Diese drei Aspekte des Begriffs «Lindern» haben sowohl eindeutige Auswirkungen darauf, wann Linderung eine moralische Forderung ist, als auch darauf, wie diese Forderung genauer auszuformulieren ist.
Lindern als bedingte moralische Forderung
Wenn sich Linderung auf etwas bezieht, was ein Übel bzw. ein Übel für jemand ist, steht fest, dass Lindern immer nur die zweitbeste Möglichkeit ist. Sofern ich das Übel beheben kann, habe ich eine Pflicht, genau dies zu tun. Lebt meine Mutter im Elend, habe ich eine moralische Pflicht, ihre schlechte Lage zu beheben.
Ich darf mich nicht damit begnügen, ihr Elend zu lindern. Täte ich dies, handelte ich moralisch falsch. Linderung ist daher eine bedingte moralische Forderung. Vorausgesetzt, dass ich ein Übel nicht beseitigen kann, so habe ich es zumindest zu lindern.
Wenn wir von Lindern sprechen, ist noch nichts darüber gesagt, dass das Übel auf das kleinstmögliche Mass reduziert wird.
Oder, um es mit Johann Wolfgang von Goethes Arztfigur aus «Wilhelm Meisters Lehrjahre» zu sagen: «Wo wir nicht helfen können, sind wir doch schuldig zu lindern.»
Die Voraussetzung («Sofern wir ein Übel nicht beheben können») bezieht sich nicht nur darauf, dass es faktisch unmöglich ist, das Übel zu beseitigen. Es geht auch darum, dass jeder Versuch, das Elend zu beheben, die Lage des oder der Betroffenen nur mehr verschlechtern würde, und schliesslich auch um Situationen, in denen eine Person selbstbestimmt ablehnt, dass das Übel behoben wird.

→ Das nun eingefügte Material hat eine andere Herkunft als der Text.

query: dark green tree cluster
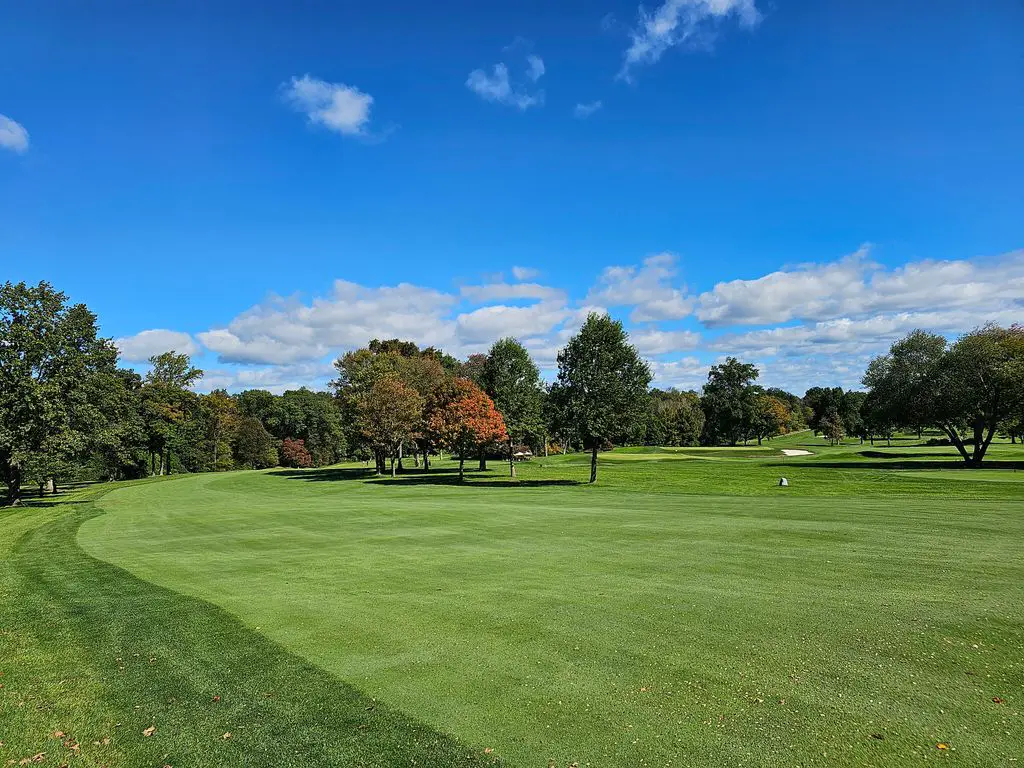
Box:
[804,387,868,442]
[634,389,705,446]
[700,357,804,445]
[6,283,1024,502]
[864,325,1024,467]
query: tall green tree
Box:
[426,377,507,482]
[551,312,651,482]
[141,350,204,475]
[0,283,117,503]
[864,326,1024,467]
[231,416,278,469]
[700,357,760,445]
[481,338,544,477]
[355,376,423,477]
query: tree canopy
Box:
[551,313,651,482]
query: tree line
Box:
[0,283,1024,502]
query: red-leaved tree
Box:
[427,379,508,481]
[278,437,313,469]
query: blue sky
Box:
[0,0,1024,392]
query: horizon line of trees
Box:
[0,283,1024,503]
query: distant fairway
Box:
[0,434,1024,768]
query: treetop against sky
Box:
[0,0,1024,391]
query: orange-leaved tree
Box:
[427,379,508,481]
[355,376,423,477]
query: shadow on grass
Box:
[0,506,499,768]
[370,479,583,488]
[790,460,1024,472]
[267,467,375,482]
[269,467,582,488]
[857,450,959,461]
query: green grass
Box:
[0,442,1024,768]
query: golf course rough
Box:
[0,435,1024,766]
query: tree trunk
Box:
[6,467,22,506]
[942,426,971,464]
[971,422,995,467]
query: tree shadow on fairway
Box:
[798,459,1024,474]
[0,506,498,768]
[368,479,582,488]
[267,467,376,482]
[268,467,582,488]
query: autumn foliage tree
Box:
[427,379,508,481]
[355,376,423,477]
[278,437,313,469]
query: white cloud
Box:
[572,100,601,120]
[460,283,566,304]
[284,75,374,136]
[114,329,200,362]
[197,362,335,394]
[696,246,1024,327]
[588,253,693,323]
[456,302,570,344]
[630,329,700,355]
[708,307,1021,356]
[526,55,545,83]
[0,115,29,153]
[466,50,544,112]
[199,280,456,364]
[618,0,761,81]
[649,356,711,390]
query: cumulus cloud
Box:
[460,283,567,304]
[526,55,544,83]
[283,75,374,136]
[572,100,601,120]
[198,364,335,394]
[0,115,29,153]
[696,246,1024,327]
[588,253,693,323]
[114,329,200,362]
[650,356,711,389]
[618,0,761,81]
[466,49,545,112]
[456,302,570,344]
[630,329,700,355]
[199,280,456,364]
[512,266,541,280]
[708,307,1021,357]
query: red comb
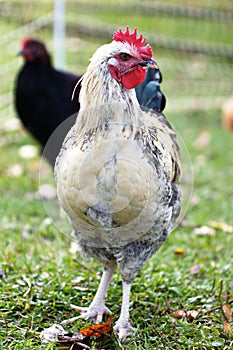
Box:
[113,26,153,58]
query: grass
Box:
[0,1,233,350]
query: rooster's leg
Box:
[114,281,132,340]
[73,265,116,323]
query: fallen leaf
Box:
[194,130,211,149]
[189,265,201,275]
[173,310,186,320]
[40,324,87,349]
[187,308,201,321]
[35,184,57,200]
[222,304,233,322]
[194,226,216,236]
[80,314,114,337]
[223,321,233,333]
[175,248,185,255]
[209,221,233,233]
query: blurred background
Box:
[0,0,233,122]
[0,0,233,221]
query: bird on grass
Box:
[55,26,181,339]
[15,38,166,166]
[15,38,81,166]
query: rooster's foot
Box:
[72,305,112,323]
[113,319,135,340]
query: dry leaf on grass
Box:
[175,248,185,255]
[173,308,201,321]
[80,314,114,337]
[222,304,233,322]
[189,265,201,275]
[40,324,90,349]
[223,321,233,333]
[35,184,57,200]
[173,310,186,320]
[187,307,201,321]
[194,226,216,236]
[209,221,233,233]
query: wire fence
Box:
[0,0,233,118]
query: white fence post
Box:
[53,0,66,68]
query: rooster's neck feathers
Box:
[77,41,141,135]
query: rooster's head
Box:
[108,26,158,89]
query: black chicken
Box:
[15,38,166,166]
[15,38,80,166]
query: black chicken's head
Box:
[18,38,51,65]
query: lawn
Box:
[0,0,233,350]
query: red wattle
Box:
[121,66,146,89]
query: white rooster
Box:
[55,27,181,339]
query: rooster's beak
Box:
[138,58,159,69]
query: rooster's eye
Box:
[120,52,130,61]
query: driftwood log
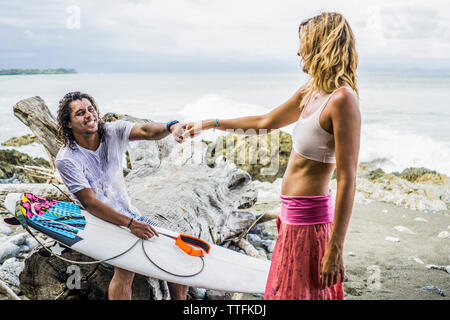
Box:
[9,97,257,299]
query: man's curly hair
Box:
[57,91,105,149]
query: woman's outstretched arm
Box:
[184,87,304,137]
[321,86,361,289]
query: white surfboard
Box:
[5,193,270,293]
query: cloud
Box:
[0,0,450,71]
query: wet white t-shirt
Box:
[55,120,141,218]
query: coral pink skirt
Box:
[264,192,344,300]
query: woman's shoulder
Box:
[329,86,359,109]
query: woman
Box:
[185,13,361,299]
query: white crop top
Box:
[292,89,337,163]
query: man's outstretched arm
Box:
[130,122,184,142]
[75,188,158,239]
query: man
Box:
[56,91,187,300]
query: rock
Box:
[343,281,364,296]
[420,286,445,297]
[0,258,25,294]
[0,150,50,183]
[261,239,275,253]
[438,231,450,239]
[394,226,416,234]
[0,241,20,264]
[2,134,40,147]
[206,130,292,182]
[393,167,437,182]
[19,248,168,300]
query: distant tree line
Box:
[0,68,77,76]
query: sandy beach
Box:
[255,182,450,300]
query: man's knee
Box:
[113,267,134,286]
[167,282,189,300]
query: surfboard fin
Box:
[175,234,211,257]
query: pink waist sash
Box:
[280,190,334,225]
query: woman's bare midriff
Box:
[281,150,336,196]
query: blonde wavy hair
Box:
[298,12,359,108]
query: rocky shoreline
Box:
[0,128,450,299]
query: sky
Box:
[0,0,450,72]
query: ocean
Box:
[0,72,450,175]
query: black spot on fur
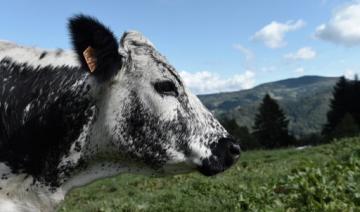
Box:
[39,51,47,60]
[69,15,121,80]
[0,59,93,186]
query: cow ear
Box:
[68,15,121,76]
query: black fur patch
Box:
[0,59,93,186]
[69,15,121,80]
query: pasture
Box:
[59,138,360,212]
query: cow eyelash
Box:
[154,81,179,97]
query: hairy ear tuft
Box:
[68,15,121,77]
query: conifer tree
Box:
[322,76,360,139]
[322,77,351,136]
[253,94,293,149]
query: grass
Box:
[59,138,360,212]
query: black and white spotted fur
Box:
[0,15,240,211]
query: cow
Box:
[0,14,240,212]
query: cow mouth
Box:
[198,156,238,176]
[197,138,240,176]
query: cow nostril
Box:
[229,144,240,155]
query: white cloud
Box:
[234,44,255,62]
[260,66,277,73]
[180,70,255,94]
[344,69,359,79]
[284,47,316,60]
[315,1,360,46]
[294,67,305,76]
[251,20,305,48]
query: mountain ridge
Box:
[198,75,338,137]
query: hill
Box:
[59,138,360,212]
[199,76,338,136]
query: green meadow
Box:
[59,138,360,212]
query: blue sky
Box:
[0,0,360,93]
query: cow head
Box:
[69,16,240,179]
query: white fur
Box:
[0,32,227,212]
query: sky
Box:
[0,0,360,94]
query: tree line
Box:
[220,76,360,150]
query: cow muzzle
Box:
[198,138,241,176]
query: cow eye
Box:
[154,81,179,97]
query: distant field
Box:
[60,138,360,212]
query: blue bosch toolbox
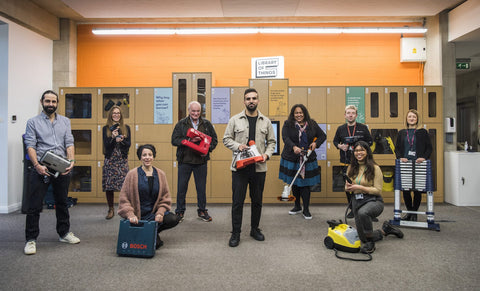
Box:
[117,219,157,258]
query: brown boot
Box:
[105,207,115,219]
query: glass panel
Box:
[371,129,398,155]
[428,92,437,117]
[178,79,187,120]
[102,93,130,119]
[68,166,92,192]
[197,79,207,118]
[310,165,322,192]
[380,166,395,192]
[370,92,379,117]
[408,92,417,110]
[72,129,92,155]
[390,92,398,117]
[65,94,92,118]
[332,166,347,192]
[428,129,437,191]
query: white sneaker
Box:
[23,240,37,255]
[59,232,80,244]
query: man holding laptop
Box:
[24,90,80,255]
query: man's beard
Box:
[43,106,57,115]
[247,104,258,113]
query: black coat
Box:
[282,119,327,162]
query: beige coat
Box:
[118,167,172,219]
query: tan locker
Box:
[384,87,405,123]
[369,123,405,161]
[326,123,343,161]
[230,87,249,115]
[95,124,138,161]
[131,88,155,127]
[403,87,423,120]
[422,86,443,123]
[210,124,236,161]
[97,88,135,124]
[287,87,313,110]
[305,87,327,123]
[172,73,212,123]
[58,87,98,124]
[68,161,98,202]
[326,87,345,123]
[365,87,385,124]
[310,161,327,203]
[422,123,444,202]
[193,73,212,120]
[249,79,269,116]
[263,158,284,203]
[207,159,232,203]
[72,124,98,161]
[325,159,347,205]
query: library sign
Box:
[252,56,285,79]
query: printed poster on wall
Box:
[345,87,365,123]
[212,88,230,124]
[268,80,288,116]
[153,88,173,124]
[315,123,327,161]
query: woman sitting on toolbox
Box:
[118,144,178,249]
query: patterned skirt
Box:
[278,159,320,187]
[102,148,128,192]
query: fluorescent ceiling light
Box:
[92,27,427,35]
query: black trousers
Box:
[232,164,266,233]
[25,169,71,241]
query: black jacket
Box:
[333,122,373,164]
[395,128,433,160]
[102,124,131,159]
[172,116,218,164]
[282,120,327,162]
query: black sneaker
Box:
[382,221,403,238]
[155,234,163,250]
[360,241,375,254]
[198,210,212,222]
[175,211,185,223]
[288,206,302,215]
[250,228,265,241]
[228,232,240,248]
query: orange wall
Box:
[77,25,423,87]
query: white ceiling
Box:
[31,0,480,73]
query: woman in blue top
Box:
[278,104,327,219]
[395,109,433,221]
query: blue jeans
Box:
[25,169,71,241]
[175,163,207,213]
[232,164,266,233]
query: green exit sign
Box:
[457,63,470,70]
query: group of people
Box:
[24,88,432,255]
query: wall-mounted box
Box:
[400,37,427,63]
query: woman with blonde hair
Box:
[102,105,131,219]
[395,109,433,221]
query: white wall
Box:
[0,17,53,213]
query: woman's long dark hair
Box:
[347,141,377,181]
[288,104,313,126]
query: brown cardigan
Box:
[118,167,172,219]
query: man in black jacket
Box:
[172,101,217,221]
[333,105,373,218]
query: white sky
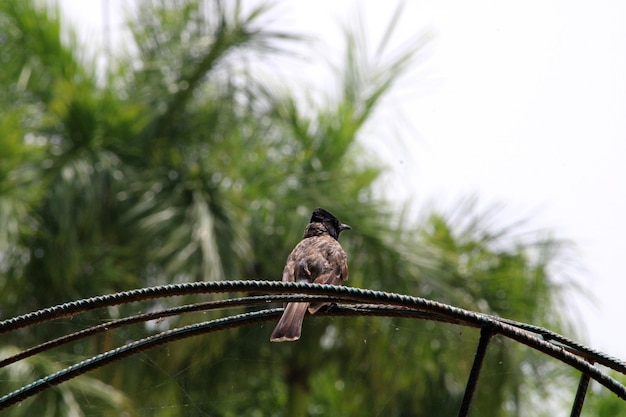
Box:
[61,0,626,358]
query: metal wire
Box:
[0,281,626,416]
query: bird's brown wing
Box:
[270,236,348,342]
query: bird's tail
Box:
[270,303,309,342]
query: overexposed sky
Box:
[61,0,626,358]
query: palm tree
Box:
[0,0,566,416]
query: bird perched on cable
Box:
[270,208,351,342]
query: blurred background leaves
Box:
[0,0,596,416]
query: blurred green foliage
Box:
[0,0,604,417]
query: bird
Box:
[270,207,352,342]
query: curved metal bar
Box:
[0,281,626,405]
[0,309,282,410]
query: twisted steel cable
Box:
[0,281,626,415]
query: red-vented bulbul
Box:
[270,208,351,342]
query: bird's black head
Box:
[310,207,352,240]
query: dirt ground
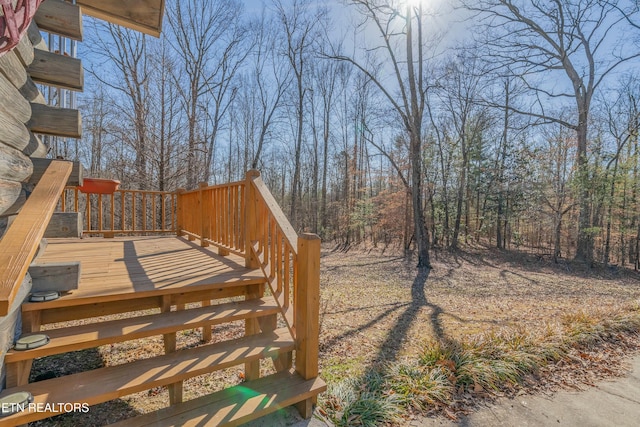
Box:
[320,248,640,381]
[32,247,640,426]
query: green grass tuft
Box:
[321,306,640,427]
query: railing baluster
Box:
[120,191,127,231]
[111,193,116,231]
[151,193,158,231]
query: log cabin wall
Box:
[0,0,84,236]
[0,0,84,389]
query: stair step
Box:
[5,297,278,363]
[110,372,327,427]
[0,328,295,426]
[22,282,256,325]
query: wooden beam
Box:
[27,104,82,138]
[76,0,164,37]
[294,234,320,418]
[28,159,82,187]
[27,49,84,91]
[33,0,82,41]
[0,179,22,215]
[0,162,71,316]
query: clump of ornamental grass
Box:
[320,371,402,427]
[321,303,640,427]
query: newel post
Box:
[198,182,211,248]
[175,188,187,237]
[244,169,260,268]
[294,233,320,418]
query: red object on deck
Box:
[0,0,43,55]
[78,178,120,194]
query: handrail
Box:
[0,161,73,316]
[178,181,246,256]
[177,170,320,379]
[61,187,177,236]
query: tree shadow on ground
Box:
[370,269,451,369]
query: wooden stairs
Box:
[0,252,326,426]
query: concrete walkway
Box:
[418,355,640,427]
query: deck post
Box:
[294,233,320,418]
[160,295,182,405]
[244,169,260,269]
[175,188,187,237]
[198,182,211,248]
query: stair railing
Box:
[0,161,73,316]
[177,170,320,394]
[59,187,177,237]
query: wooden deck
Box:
[32,236,265,307]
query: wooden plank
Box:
[0,179,22,215]
[0,162,71,316]
[0,145,33,182]
[14,29,34,67]
[44,212,82,239]
[109,372,327,427]
[27,49,84,91]
[0,51,45,104]
[38,296,161,325]
[76,0,164,37]
[28,159,82,187]
[0,74,31,123]
[33,0,82,41]
[0,330,295,426]
[28,103,82,138]
[5,298,278,363]
[29,261,80,292]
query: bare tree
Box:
[91,24,151,189]
[331,0,431,268]
[274,0,325,226]
[251,11,291,169]
[167,0,248,188]
[462,0,639,262]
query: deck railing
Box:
[177,181,246,256]
[177,170,320,388]
[0,161,73,316]
[59,187,177,237]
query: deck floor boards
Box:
[28,236,264,304]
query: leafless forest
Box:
[61,0,640,269]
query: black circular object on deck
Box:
[29,291,60,302]
[0,391,33,417]
[13,334,49,350]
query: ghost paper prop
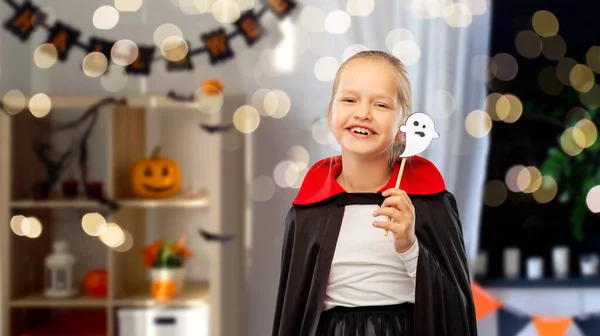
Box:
[385,112,440,236]
[400,112,440,158]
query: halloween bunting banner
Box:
[4,0,296,76]
[471,281,600,336]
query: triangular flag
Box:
[573,313,600,336]
[471,281,502,321]
[498,307,531,336]
[533,316,572,336]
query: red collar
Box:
[292,156,446,205]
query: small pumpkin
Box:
[202,78,223,96]
[131,146,181,198]
[150,280,176,301]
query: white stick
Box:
[384,158,406,236]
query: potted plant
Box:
[142,235,193,300]
[540,109,600,275]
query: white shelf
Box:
[10,293,107,308]
[5,94,197,109]
[11,197,209,209]
[115,282,209,307]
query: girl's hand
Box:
[373,188,417,253]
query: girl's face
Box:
[329,59,401,158]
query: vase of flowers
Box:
[143,236,193,300]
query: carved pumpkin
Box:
[150,280,176,301]
[131,147,181,198]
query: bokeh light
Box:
[569,64,595,93]
[33,43,58,69]
[29,93,52,118]
[233,105,260,133]
[92,6,119,30]
[194,84,225,114]
[81,212,107,237]
[504,164,529,193]
[110,39,139,67]
[575,119,598,148]
[560,127,585,156]
[515,30,542,58]
[273,160,300,188]
[531,10,559,37]
[585,185,600,213]
[517,166,542,194]
[10,215,26,236]
[21,217,43,238]
[465,110,492,138]
[160,36,189,62]
[496,93,523,124]
[115,0,144,12]
[483,180,507,207]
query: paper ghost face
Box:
[400,113,440,157]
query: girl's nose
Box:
[354,105,371,119]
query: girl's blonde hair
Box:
[328,50,412,168]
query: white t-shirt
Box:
[323,204,419,310]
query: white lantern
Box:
[45,241,77,298]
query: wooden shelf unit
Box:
[0,96,246,336]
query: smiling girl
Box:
[273,51,477,336]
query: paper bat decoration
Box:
[200,122,233,133]
[400,112,440,158]
[198,229,234,243]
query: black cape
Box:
[272,156,477,336]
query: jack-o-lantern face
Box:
[131,147,181,198]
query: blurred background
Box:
[0,0,600,336]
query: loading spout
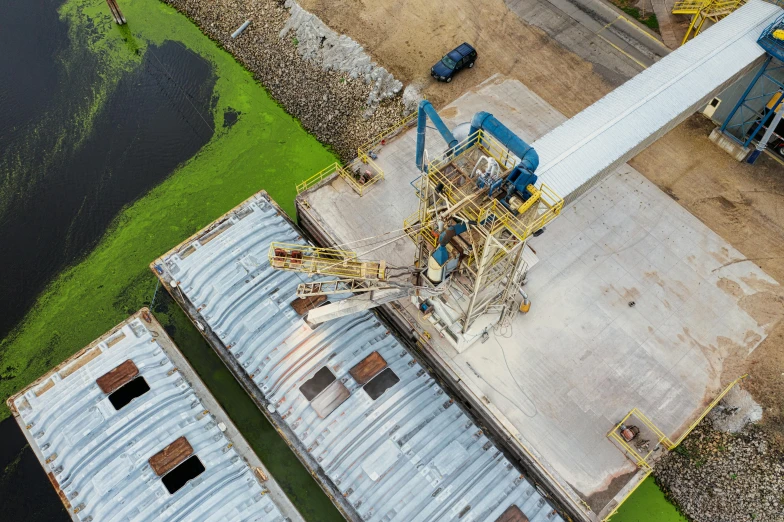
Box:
[468,111,539,173]
[416,100,457,172]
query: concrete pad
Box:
[296,76,780,514]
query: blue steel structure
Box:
[416,100,539,213]
[721,15,784,147]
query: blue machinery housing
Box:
[416,100,539,213]
[721,15,784,147]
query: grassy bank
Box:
[0,0,334,419]
[610,476,688,522]
[0,0,339,520]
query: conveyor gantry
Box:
[269,243,387,281]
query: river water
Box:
[0,0,676,522]
[0,0,340,521]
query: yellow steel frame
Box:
[607,408,674,470]
[672,0,746,45]
[297,157,384,196]
[427,153,563,241]
[602,374,749,522]
[672,0,712,15]
[602,469,653,522]
[668,373,749,449]
[267,242,386,280]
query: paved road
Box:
[505,0,669,86]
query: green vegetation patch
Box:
[610,476,688,522]
[0,0,340,520]
[610,0,659,33]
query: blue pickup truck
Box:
[430,42,476,83]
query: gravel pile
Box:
[655,418,784,522]
[163,0,405,160]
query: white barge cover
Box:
[533,0,782,203]
[156,193,562,522]
[9,311,287,522]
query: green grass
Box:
[0,0,341,520]
[610,477,688,522]
[610,0,659,32]
[0,0,335,420]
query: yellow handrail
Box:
[670,373,749,449]
[297,157,384,196]
[357,111,417,161]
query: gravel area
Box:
[654,418,784,522]
[162,0,414,160]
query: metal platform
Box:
[297,76,779,520]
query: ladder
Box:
[268,242,387,281]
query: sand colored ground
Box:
[301,0,784,440]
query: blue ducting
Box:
[468,111,539,173]
[416,100,457,172]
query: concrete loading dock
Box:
[297,73,780,517]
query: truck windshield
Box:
[441,56,457,69]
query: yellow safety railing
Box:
[297,162,342,194]
[607,408,673,470]
[668,374,749,449]
[357,111,417,161]
[297,158,384,196]
[602,374,749,522]
[672,0,711,15]
[268,242,387,280]
[416,130,563,241]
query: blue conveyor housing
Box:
[416,100,457,172]
[468,111,539,174]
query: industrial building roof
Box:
[533,0,782,202]
[157,194,562,522]
[9,311,286,522]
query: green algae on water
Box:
[0,0,341,520]
[610,476,688,522]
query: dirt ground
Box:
[300,0,610,112]
[300,0,784,441]
[629,115,784,447]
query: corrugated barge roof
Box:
[8,310,287,522]
[155,193,562,522]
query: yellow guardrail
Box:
[267,242,387,280]
[668,373,749,449]
[602,374,749,522]
[297,158,384,196]
[602,469,653,522]
[426,130,563,241]
[357,111,417,161]
[672,0,711,15]
[297,162,341,194]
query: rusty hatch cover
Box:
[495,504,528,522]
[291,295,327,315]
[149,437,193,477]
[95,359,139,393]
[348,352,387,385]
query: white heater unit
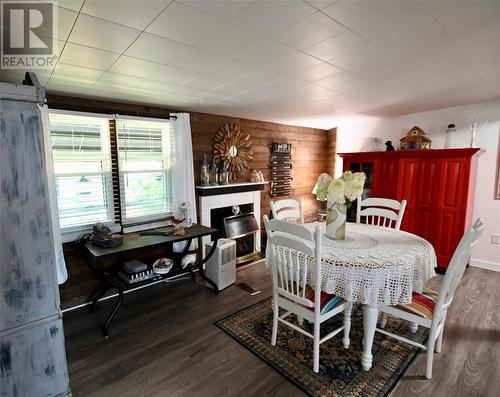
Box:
[205,239,236,291]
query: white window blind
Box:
[116,118,172,225]
[50,112,114,232]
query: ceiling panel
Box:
[231,0,317,34]
[49,62,104,83]
[146,2,224,45]
[124,33,185,64]
[272,12,346,50]
[169,46,229,73]
[59,43,120,70]
[179,0,253,20]
[109,56,164,79]
[0,0,500,126]
[69,14,140,53]
[82,0,172,30]
[304,31,375,61]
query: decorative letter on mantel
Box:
[271,142,292,197]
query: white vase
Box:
[325,204,347,240]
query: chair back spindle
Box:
[434,218,485,315]
[264,215,321,313]
[356,197,406,230]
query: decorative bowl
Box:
[153,258,174,274]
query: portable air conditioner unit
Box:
[205,239,236,291]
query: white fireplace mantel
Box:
[196,182,269,256]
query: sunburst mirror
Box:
[213,124,253,180]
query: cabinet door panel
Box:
[396,158,418,234]
[434,158,469,268]
[414,159,439,244]
[373,159,398,199]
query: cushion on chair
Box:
[396,288,439,320]
[305,286,345,314]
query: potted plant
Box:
[315,171,366,240]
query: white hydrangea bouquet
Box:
[315,171,366,240]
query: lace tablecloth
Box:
[268,223,436,306]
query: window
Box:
[50,112,114,231]
[116,118,172,225]
[50,111,172,241]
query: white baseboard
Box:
[469,258,500,272]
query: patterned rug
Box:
[216,298,428,397]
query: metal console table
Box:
[83,224,219,337]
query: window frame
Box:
[49,108,175,243]
[113,114,174,232]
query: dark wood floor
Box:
[64,264,500,397]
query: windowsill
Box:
[61,225,121,243]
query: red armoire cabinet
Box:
[339,148,481,270]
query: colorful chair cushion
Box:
[305,286,345,314]
[396,288,439,320]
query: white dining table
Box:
[306,222,437,370]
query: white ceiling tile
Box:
[170,46,229,73]
[323,1,443,47]
[49,62,103,83]
[39,7,78,42]
[233,68,283,87]
[185,74,227,91]
[137,80,183,96]
[109,56,164,79]
[69,14,140,53]
[82,0,171,30]
[304,31,375,61]
[231,0,317,34]
[124,33,185,64]
[0,69,51,87]
[305,0,338,10]
[97,72,144,89]
[314,72,378,98]
[59,43,120,70]
[150,65,200,85]
[423,1,500,40]
[272,12,346,50]
[17,0,500,125]
[179,0,253,20]
[207,59,255,81]
[57,0,84,11]
[196,23,263,58]
[290,62,342,82]
[146,3,224,45]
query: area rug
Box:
[215,298,428,397]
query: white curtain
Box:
[38,105,68,284]
[170,113,198,252]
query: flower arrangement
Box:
[316,171,366,208]
[314,171,366,240]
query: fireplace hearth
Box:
[196,182,268,266]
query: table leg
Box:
[361,305,378,371]
[103,289,123,338]
[89,284,109,313]
[196,239,219,295]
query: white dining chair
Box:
[376,218,485,379]
[356,197,406,230]
[264,215,352,372]
[270,199,304,224]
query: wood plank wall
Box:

Leidet eine Freundin in ihrer schlechten Beziehung, lehnt sie aber eine Trennung ab, so habe ich ihr Leid dennoch zu lindern. Der zweite Punkt, der sich aus dem Begriff der Linderung ableiten lässt, ist, dass wir aufgefordert sind, Schmerz und Leid bestmöglich zu lindern.
Gibt es zwei Methoden, die Angst einer schutzbedürftigen Person zu lindern, und gleichen sich die Methoden in Bezug auf ihre Nebenwirkungen, so besteht die Pflicht, jene zu wählen, welche die Angst in einem höheren Grade mindert.
Tue ich dies nicht, handele ich moralisch falsch – und dies, obwohl ich die Angst lindere. Zu diskutieren wäre nur der Fall, dass sich der Aufwand unterscheidet, der für die beiden Methoden aufzubringen ist. Aber wie bei anderen moralischen Forderungen gibt der Aufwand nicht den Ausschlag – jedenfalls nicht, sofern er als zumutbar anzusehen ist.